During a public session on Capitol Hill on Tuesday before the Homeland Security and Government Affairs Committee, Republicans hammered Mr. Mayorkas both for the border situation and for recent revelations, documented in an investigation by The New York Times, that unaccompanied migrant children have been exploited as laborers. Both Senators Ron Johnson of Wisconsin and Josh Hawley of Missouri demanded that the secretary resign.

Mr. Mayorkas pushed back, saying his department was not responsible for the child labor crisis.

“You are incorrectly attributing it to our policies,” he told Mr. Hawley. He also disputed the idea that he could be held personally responsible for the problems at the border, telling senators: “Our asylum system is broken, our entire immigration system is broken, and in desperate need of reform — and it’s been so for years and years.”

The Department of Homeland Security has dismissed calls for Mr. Mayorkas to step down as “baseless” and “reckless,” and Mr. Mayorkas has suggested in past interviews that the efforts to impeach him were simply a way of turbocharging policy disputes with the administration.

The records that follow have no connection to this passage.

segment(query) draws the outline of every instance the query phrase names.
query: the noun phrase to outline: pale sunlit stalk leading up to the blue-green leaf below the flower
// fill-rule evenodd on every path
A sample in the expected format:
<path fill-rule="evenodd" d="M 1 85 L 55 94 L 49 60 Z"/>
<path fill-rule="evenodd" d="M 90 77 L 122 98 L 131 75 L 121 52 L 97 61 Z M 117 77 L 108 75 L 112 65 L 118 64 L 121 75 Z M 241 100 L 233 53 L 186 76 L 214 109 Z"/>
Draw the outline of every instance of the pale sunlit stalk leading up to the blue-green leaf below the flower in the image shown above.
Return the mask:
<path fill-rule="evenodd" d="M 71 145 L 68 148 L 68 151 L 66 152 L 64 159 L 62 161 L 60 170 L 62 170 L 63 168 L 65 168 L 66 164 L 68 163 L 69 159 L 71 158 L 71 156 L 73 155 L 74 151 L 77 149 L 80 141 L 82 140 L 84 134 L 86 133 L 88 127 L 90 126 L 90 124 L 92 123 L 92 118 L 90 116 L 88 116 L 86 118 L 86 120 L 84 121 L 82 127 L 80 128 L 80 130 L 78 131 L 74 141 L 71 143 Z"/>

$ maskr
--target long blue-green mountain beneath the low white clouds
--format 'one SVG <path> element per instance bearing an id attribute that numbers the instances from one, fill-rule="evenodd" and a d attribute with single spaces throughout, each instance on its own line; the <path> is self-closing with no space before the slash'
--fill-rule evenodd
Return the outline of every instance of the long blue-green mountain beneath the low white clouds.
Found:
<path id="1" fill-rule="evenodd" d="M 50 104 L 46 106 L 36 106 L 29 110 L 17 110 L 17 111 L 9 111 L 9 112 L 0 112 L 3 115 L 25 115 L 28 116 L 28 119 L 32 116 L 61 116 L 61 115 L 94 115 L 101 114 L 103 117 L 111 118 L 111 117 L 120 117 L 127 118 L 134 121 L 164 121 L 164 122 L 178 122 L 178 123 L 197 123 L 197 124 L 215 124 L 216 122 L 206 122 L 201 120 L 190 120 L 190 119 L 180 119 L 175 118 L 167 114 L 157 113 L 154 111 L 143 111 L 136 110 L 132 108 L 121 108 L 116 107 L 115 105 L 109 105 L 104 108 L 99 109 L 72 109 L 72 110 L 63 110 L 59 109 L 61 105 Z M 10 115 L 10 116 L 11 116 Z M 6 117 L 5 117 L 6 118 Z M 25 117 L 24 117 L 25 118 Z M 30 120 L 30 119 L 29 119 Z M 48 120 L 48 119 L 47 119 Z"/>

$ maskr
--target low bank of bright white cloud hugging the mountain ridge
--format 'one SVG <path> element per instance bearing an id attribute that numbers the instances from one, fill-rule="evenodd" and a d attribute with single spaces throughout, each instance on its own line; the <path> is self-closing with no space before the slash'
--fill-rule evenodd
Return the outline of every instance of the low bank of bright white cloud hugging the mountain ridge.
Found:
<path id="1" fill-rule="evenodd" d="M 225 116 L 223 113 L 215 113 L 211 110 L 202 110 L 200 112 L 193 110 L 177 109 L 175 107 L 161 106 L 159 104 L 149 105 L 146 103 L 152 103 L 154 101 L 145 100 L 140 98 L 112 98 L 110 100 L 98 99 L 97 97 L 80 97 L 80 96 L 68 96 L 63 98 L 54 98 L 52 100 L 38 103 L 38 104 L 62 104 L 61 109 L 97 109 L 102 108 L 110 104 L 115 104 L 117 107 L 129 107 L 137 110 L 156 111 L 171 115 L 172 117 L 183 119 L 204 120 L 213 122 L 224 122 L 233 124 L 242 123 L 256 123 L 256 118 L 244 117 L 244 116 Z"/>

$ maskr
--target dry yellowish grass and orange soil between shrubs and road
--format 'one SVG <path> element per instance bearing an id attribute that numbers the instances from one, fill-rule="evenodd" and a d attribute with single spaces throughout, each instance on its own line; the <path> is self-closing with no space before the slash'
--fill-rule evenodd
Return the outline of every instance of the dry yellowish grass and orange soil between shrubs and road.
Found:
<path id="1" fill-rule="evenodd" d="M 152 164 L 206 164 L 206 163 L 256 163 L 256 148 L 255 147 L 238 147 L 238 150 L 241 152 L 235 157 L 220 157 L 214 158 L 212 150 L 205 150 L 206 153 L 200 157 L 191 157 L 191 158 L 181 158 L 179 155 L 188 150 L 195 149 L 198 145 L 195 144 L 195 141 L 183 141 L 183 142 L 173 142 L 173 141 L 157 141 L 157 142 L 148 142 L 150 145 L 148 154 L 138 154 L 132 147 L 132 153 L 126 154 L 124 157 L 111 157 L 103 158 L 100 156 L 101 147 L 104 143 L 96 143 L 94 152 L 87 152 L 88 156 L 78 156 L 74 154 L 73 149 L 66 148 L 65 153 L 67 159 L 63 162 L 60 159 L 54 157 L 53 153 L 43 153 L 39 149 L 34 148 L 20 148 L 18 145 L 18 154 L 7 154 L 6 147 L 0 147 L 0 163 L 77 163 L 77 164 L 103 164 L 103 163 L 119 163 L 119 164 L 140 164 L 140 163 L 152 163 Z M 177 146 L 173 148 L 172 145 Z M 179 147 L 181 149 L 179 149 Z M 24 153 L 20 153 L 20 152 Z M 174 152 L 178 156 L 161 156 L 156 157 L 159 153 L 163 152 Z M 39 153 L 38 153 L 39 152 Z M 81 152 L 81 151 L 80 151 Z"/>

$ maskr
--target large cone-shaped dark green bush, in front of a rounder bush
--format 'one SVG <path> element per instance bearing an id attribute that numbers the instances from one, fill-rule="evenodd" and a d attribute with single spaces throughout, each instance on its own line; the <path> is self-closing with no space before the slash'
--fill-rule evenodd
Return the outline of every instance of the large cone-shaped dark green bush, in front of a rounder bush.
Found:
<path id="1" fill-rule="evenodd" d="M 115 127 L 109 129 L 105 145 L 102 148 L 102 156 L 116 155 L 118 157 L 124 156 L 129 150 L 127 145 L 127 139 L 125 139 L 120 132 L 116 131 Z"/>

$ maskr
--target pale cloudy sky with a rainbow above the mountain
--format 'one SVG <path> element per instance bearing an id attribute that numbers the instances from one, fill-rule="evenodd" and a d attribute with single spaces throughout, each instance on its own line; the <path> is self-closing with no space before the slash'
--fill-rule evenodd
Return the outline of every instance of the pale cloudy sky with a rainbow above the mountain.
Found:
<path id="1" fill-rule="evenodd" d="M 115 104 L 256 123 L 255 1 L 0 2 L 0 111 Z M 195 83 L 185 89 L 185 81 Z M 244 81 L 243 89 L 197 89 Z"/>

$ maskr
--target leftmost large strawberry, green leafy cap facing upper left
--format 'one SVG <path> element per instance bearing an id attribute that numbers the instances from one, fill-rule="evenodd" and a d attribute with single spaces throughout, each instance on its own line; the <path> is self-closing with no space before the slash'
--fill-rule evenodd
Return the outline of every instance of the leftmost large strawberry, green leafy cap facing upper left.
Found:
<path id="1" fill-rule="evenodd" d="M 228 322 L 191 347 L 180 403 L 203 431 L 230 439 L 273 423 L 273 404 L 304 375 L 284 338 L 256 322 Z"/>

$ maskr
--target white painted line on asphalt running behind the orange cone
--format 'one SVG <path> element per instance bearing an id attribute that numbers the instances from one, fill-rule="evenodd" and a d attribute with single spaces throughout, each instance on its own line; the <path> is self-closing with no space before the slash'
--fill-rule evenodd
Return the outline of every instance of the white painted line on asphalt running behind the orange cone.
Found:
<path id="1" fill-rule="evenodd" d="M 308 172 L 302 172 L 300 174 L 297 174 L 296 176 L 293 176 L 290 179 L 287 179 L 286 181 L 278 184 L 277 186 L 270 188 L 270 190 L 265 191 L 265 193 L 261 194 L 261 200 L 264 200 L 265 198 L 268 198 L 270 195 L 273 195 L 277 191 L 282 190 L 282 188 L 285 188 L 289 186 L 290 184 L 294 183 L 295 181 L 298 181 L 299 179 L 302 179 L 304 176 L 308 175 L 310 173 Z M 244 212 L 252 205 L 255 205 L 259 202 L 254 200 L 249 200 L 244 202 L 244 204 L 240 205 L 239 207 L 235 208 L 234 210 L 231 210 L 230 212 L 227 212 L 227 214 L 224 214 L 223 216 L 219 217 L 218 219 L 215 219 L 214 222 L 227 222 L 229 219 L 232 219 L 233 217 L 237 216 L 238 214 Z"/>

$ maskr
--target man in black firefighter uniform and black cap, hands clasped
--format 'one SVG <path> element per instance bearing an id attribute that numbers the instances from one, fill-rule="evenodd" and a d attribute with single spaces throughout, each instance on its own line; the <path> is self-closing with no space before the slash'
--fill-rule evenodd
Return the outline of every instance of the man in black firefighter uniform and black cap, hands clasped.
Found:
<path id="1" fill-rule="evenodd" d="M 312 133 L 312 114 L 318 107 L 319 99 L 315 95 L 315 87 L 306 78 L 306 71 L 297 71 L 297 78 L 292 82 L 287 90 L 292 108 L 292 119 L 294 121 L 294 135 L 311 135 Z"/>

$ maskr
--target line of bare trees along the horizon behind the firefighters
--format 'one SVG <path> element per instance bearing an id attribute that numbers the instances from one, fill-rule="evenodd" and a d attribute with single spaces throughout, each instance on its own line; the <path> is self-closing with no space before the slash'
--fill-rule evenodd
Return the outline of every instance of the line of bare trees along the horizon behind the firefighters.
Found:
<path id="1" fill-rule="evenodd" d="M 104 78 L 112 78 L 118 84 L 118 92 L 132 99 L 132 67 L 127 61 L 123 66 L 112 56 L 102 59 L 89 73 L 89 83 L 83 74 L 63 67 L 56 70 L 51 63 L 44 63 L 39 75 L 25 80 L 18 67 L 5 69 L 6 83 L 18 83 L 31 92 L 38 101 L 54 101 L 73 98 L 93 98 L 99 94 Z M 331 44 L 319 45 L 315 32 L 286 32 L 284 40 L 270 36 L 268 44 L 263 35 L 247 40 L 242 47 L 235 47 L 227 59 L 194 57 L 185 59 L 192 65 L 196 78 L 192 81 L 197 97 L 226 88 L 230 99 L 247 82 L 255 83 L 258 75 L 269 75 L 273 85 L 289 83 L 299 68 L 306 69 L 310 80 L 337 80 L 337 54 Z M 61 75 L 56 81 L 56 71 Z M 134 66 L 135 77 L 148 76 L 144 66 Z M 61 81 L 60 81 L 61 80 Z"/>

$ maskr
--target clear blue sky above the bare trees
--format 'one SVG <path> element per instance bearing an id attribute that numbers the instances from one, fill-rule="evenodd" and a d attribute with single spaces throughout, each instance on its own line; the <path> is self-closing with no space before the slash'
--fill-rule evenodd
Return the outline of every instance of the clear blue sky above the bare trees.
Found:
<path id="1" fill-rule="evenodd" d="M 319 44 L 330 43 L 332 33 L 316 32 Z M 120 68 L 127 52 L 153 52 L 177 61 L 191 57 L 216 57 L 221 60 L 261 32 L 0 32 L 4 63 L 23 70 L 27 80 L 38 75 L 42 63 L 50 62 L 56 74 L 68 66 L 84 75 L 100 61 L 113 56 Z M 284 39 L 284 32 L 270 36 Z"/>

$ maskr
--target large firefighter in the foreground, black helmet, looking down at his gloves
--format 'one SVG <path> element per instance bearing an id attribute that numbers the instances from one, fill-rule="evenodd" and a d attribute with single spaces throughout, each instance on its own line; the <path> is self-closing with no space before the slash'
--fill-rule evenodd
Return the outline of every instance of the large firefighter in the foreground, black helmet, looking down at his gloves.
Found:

Mr. Green made his comments at an event billed as a “V.I.P. Reception and Conversation with Conservative Heroes,” where he appeared behind closed doors alongside Mr. Jordan and other hard-right Republicans. He pointed to recent testimony before his panel by Raul L. Ortiz, the Border Patrol chief, who detailed “an increase in flow” in five of the nine sectors along the U.S.-Mexico border and said it had “caused a considerable strain on our resources.”

He also recalled Mr. Ortiz’s testimony that the United States does not have “operational control” of the southern border, which Republicans seized on to accuse Mr. Mayorkas, who had testified that the border is secure, of dishonesty. Mr. Mayorkas addressed the apparent discrepancy during a separate hearing last month, telling senators that he was using a different definition of “operational security,” and that the two statements were not in conflict.

Mr. Green nonetheless trumpeted Mr. Ortiz’s words as a kill shot against Mr. Mayorkas, telling the donors that “he’ll see that video a couple of times” during the upcoming hearing before the Homeland Security panel.

The secretary’s appearances on Capitol Hill this week come as the Republican House is barreling ahead with what Mr. Green told donors would be “the most conservative border security bill that this Congress has ever seen, or any Congress has ever seen.” The panel is expected to debate that bill next week.

On Wednesday, while Mr. Mayorkas is testifying before the Homeland Security panel, the Judiciary Committee is scheduled to debate a second border security bill aimed at restricting migrant inflows, including by restricting access to asylum and requiring all employers to adopt an electronic system that screens prospective employees’ eligibility to work.